BIM60060 - Land: Supervening trade



Although we may accept that land was acquired as a capital asset or as an investment the facts may suggest that it was subsequently developed or dealt with in such a way that it became stock of a newly set up trade or adventure in the nature of trade. This is the concept of supervening trade.

There is judicial support for this concept in dicta in Taylor v Good [1974] 49TC277 (at p.287), Lionel Simmons Properties Ltd v CIR [1980] (53TC461), at p.491, and Page v Lowther [1983] (57TC199), at p.217.

Worthwhile cases should be pursued where it is possible to identify a clear change of intention with regard to the land. That intention must normally find physical expression. An example might involve the demolition of a warehouse previously held as a capital asset and the construction for sale of residential flats. It is once again a question of fact and degree. The greater the change in character of the land, the stronger the supervening trading argument becomes.

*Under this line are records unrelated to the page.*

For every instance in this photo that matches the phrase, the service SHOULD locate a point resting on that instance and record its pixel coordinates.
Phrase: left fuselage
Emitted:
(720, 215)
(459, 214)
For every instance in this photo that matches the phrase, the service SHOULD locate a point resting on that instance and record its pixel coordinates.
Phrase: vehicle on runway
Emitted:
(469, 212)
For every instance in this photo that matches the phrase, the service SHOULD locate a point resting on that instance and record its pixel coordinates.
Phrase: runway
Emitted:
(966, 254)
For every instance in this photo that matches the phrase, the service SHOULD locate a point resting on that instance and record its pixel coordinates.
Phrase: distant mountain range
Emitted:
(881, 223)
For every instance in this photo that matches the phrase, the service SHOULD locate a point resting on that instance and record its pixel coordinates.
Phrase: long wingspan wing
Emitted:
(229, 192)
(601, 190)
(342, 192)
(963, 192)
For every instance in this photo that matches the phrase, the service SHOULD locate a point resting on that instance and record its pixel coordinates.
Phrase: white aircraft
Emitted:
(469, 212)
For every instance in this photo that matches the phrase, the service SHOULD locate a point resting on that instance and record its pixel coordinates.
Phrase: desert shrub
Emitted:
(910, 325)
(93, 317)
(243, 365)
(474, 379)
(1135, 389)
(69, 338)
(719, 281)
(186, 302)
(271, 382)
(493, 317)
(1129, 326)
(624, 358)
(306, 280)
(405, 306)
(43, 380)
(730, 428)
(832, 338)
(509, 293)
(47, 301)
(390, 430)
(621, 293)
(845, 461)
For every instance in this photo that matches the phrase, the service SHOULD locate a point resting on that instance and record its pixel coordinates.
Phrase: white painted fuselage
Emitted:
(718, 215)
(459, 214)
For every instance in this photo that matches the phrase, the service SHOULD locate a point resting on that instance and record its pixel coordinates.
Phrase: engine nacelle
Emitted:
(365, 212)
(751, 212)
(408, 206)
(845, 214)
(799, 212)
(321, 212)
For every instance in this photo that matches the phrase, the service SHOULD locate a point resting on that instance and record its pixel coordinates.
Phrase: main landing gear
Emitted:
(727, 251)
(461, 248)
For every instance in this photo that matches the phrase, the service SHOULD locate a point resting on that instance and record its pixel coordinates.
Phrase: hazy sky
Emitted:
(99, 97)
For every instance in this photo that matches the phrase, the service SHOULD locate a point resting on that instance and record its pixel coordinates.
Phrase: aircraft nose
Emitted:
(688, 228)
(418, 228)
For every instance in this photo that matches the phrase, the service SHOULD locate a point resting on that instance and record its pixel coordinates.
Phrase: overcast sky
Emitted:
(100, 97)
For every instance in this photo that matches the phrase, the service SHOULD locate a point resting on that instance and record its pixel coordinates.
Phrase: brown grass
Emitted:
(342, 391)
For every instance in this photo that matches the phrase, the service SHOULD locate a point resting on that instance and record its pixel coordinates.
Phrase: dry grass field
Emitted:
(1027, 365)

The change of intention will involve an appropriation of the capital asset to trading stock when the trading activity begins and there will therefore be a deemed disposal at that moment for Capital Gains Tax purposes under TCGA92/S161. The determination of that moment is entirely a question of fact. You should therefore ensure that you examine the history of the project in sufficient detail to be able to identify and, if necessary, to argue for the appropriate date. This date will of course have implications both for the valuation of the land and the expenditure that is allowable as a trade expense (or even as pre-trading expenditure under ICTA88/S401).

All cases involving supervening trading should be submitted to Business Tax (Technical) before listing for a contentious hearing.